Лаперуз у Гавайских островов
Гавайские острова, как большие зеленые клумбы, возвышались над синей гладью
океана. Нежные очертания кудрявых гор дрожали в прозрачном воздухе.
Фрегаты вошли в пролив между двумя островами. Справа был остров Мауи, на
котором Кук был убит, слева — остров, который Кук видел издали. Лаперуз
повернул налево.
Остров был цветущим садом. Даже гул прибоя не мог заглушить пронзительного
щебета птиц. Высокие пальмы кивали кораблям кудрявыми головами. С гор текли
ручьи и, пробежав сквозь многолюдные деревни, впадали в море. Вокруг деревень
росли бананы, посаженные прямыми рядами. Ветер доносил с берега сладкий запах
цветов.
Но подойти к этому острову оказалось нелегким делом. Лаперуз нигде не мог найти
бухту. А остановиться прямо посреди пролива между двумя островами было слишком
опасно — порывистый сквозной ветер сорвал бы фрегаты с якорей. Даже в шлюпках
нельзя было высадиться, потому что у берега бушевал прибой, с которым не
справится ни одна шлюпка. Команда сжимала кулаки от досады. Особенно ручьи
соблазняли моряков. Вода, взятая в Консепсионе, начала портиться, и пить ее
было неприятно.
Лаперуз повел фрегат вокруг острова. Он надеялся найти бухту с другой стороны.
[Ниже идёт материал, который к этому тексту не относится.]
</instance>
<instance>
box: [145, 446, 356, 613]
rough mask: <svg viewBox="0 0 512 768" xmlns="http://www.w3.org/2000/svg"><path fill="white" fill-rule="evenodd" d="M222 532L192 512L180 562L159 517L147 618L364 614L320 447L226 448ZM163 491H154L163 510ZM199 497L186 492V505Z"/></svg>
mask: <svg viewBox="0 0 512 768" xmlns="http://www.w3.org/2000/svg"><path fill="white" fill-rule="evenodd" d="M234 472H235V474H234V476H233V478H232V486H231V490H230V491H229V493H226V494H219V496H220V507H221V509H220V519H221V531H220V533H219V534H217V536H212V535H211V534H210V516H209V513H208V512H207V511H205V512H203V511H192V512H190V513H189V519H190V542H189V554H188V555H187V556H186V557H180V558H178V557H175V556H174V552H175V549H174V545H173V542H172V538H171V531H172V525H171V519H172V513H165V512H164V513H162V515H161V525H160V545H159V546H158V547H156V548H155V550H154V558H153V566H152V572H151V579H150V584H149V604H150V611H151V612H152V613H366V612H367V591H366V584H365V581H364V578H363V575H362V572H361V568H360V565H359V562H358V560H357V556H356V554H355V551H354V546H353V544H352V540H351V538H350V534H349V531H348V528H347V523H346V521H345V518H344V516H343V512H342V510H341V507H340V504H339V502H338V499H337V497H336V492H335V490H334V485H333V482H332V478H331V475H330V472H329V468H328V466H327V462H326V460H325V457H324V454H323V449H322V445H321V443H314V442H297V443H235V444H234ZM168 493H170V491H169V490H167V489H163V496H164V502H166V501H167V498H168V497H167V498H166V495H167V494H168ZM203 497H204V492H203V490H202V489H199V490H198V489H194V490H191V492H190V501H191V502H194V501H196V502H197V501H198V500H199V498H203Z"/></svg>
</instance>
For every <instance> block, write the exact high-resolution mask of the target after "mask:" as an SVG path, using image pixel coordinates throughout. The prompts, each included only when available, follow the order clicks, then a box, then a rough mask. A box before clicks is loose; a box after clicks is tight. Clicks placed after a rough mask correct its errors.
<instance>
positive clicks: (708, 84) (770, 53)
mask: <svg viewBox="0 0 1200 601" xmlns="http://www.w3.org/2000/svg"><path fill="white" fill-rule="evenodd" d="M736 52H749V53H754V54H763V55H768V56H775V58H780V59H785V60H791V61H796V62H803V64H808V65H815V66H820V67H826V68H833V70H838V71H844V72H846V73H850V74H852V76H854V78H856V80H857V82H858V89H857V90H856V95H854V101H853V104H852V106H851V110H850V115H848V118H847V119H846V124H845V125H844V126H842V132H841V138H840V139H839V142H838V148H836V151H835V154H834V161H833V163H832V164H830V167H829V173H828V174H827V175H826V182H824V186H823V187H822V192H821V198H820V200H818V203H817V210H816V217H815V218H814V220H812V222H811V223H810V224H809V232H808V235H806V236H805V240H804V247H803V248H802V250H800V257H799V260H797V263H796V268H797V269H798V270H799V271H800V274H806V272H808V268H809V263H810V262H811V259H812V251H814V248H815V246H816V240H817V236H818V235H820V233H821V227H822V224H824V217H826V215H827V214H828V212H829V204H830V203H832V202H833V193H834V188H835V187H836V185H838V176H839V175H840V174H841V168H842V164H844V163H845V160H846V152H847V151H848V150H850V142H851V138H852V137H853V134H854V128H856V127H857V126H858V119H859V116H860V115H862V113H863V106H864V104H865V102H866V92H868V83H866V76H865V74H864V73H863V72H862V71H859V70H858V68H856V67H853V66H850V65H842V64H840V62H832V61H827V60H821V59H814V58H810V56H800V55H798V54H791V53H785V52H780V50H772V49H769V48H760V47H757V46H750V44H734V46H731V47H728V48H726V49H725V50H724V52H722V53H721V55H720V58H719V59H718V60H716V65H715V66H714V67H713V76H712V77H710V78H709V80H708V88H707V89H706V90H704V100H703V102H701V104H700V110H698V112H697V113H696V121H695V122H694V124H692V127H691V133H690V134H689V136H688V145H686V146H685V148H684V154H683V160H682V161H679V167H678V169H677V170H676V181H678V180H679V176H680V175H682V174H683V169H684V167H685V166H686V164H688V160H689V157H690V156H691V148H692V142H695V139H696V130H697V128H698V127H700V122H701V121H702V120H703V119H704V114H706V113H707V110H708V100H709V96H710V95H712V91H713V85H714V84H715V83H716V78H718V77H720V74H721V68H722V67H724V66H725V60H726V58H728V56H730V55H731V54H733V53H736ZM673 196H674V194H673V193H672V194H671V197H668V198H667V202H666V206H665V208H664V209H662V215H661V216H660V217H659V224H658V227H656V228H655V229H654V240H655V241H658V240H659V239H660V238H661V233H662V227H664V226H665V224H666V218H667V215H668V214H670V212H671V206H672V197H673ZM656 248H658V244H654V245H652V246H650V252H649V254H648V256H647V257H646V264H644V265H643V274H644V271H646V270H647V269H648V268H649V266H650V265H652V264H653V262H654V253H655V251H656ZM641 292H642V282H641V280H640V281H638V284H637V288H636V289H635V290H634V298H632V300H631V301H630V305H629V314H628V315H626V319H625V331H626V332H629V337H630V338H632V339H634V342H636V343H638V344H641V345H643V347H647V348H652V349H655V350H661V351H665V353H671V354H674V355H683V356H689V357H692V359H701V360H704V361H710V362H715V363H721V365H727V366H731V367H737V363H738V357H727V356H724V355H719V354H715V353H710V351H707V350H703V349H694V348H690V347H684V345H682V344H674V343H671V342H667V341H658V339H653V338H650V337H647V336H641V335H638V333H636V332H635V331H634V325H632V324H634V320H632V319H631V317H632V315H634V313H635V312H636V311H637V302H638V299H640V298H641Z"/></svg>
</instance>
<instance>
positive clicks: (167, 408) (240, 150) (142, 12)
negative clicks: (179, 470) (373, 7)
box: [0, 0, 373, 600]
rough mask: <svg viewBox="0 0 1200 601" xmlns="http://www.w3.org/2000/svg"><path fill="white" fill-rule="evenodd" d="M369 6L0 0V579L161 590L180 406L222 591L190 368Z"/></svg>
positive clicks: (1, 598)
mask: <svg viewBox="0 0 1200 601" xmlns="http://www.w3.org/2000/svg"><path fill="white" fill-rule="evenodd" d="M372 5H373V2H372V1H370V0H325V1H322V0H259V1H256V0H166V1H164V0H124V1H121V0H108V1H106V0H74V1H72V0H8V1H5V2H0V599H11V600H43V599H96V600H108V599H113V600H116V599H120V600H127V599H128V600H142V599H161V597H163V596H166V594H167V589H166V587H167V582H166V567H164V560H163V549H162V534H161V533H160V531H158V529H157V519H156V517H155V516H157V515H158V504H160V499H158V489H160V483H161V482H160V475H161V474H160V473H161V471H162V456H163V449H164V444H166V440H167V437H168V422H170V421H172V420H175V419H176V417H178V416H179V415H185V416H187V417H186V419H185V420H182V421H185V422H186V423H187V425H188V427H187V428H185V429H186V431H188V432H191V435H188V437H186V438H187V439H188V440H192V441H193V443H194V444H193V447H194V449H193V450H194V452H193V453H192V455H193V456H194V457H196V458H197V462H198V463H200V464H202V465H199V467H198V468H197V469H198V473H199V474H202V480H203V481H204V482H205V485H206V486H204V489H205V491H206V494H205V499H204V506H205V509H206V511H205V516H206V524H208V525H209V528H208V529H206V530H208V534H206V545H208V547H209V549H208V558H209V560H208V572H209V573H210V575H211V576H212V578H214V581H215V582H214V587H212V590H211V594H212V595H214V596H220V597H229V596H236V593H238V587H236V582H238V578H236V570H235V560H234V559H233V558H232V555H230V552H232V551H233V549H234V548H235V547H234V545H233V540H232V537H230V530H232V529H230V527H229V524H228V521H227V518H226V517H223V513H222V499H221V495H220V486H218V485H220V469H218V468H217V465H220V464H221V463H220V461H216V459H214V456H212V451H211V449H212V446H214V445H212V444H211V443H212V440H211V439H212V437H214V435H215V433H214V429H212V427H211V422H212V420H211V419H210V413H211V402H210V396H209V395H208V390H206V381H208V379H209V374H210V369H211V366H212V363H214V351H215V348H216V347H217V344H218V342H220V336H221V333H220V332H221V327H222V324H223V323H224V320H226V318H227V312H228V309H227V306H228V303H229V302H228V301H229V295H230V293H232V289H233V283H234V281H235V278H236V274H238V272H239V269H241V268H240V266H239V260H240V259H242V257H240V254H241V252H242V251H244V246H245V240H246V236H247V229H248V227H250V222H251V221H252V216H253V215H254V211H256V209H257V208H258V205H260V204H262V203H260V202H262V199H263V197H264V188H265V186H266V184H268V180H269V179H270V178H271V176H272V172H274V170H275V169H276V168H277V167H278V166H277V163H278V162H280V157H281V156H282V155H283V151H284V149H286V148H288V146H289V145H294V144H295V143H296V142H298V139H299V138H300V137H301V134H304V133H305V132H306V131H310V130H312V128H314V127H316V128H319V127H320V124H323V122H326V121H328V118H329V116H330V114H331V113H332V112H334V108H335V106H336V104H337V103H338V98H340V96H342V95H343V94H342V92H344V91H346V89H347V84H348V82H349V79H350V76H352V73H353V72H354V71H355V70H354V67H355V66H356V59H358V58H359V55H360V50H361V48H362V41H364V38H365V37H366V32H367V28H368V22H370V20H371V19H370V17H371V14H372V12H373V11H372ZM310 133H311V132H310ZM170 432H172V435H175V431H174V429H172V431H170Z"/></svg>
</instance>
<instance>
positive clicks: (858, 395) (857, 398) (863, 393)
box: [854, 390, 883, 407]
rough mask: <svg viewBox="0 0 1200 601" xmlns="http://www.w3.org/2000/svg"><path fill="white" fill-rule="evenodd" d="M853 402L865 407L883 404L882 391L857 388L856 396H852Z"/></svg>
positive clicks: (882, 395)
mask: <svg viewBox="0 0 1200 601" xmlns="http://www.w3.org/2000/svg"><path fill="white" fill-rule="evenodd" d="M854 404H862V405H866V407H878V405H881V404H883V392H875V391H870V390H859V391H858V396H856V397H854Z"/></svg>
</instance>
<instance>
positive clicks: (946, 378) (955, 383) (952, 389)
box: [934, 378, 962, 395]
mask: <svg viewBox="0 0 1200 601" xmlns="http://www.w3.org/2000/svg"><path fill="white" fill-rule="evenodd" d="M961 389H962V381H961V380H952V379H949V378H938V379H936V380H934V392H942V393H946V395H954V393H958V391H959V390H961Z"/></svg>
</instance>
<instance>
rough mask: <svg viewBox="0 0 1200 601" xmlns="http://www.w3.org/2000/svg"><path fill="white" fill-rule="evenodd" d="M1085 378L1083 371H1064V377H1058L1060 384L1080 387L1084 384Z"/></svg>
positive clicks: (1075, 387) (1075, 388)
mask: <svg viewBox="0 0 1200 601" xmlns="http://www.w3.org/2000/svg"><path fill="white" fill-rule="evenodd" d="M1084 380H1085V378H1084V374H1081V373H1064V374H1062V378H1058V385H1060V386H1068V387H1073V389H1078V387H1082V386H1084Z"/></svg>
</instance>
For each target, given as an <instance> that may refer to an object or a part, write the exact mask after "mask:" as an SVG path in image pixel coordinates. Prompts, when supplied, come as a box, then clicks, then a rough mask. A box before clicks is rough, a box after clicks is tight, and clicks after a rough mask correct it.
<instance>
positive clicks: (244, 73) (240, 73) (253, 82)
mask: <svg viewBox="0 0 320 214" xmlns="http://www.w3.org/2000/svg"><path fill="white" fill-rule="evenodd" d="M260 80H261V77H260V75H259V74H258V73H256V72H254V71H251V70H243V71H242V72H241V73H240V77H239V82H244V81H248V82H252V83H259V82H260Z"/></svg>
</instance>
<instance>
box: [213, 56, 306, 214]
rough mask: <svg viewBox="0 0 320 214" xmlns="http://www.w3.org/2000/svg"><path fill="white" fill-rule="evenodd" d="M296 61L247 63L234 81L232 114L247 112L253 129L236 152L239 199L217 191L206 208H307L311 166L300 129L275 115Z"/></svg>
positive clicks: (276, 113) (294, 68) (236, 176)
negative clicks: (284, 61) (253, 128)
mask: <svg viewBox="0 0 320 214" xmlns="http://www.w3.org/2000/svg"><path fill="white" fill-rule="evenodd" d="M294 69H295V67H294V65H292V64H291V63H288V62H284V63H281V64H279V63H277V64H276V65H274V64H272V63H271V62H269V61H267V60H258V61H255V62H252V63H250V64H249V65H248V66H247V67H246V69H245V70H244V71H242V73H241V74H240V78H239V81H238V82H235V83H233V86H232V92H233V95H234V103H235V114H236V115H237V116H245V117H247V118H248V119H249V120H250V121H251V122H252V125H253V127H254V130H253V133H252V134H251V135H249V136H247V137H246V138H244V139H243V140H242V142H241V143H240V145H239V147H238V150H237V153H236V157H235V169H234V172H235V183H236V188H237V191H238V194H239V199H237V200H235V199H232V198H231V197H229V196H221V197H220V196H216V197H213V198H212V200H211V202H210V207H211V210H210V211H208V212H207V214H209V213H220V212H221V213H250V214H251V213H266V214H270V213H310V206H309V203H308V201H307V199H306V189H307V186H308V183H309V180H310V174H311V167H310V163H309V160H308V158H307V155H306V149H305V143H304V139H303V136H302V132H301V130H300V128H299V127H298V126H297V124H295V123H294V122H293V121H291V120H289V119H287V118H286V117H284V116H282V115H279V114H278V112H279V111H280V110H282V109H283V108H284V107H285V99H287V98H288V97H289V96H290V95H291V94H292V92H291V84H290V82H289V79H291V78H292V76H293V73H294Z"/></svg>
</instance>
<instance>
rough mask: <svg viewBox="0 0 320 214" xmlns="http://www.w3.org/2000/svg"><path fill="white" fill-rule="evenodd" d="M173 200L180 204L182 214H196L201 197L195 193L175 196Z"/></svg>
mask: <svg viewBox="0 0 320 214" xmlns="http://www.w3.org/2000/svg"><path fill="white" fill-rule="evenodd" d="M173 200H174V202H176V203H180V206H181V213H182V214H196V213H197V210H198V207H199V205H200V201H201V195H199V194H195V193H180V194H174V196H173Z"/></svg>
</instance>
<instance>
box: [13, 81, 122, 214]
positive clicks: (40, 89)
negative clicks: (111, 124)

А между тем с берега сорвалась целая флотилия быстрых лодок, нагруженных всякой
всячиной: живыми свиньями, рыбой, бананами, кокосами и какими-то красными
тканями. Лодки пытались пристать к кораблям. Однако, едва они подходили к
«Компасу» или «Астролябии», как волны, поднятые кораблем, переворачивали их
кверху днищем. Но гавайцы, как и все полинезийцы, удивительные пловцы. Они
снова переворачивали свои лодки, спасали тонущих свиней, вылавливали кокосы и
опять неслись за фрегатами.
Фрегаты обогнули остров. Едва они обошли мыс, вид острова совершенно изменился.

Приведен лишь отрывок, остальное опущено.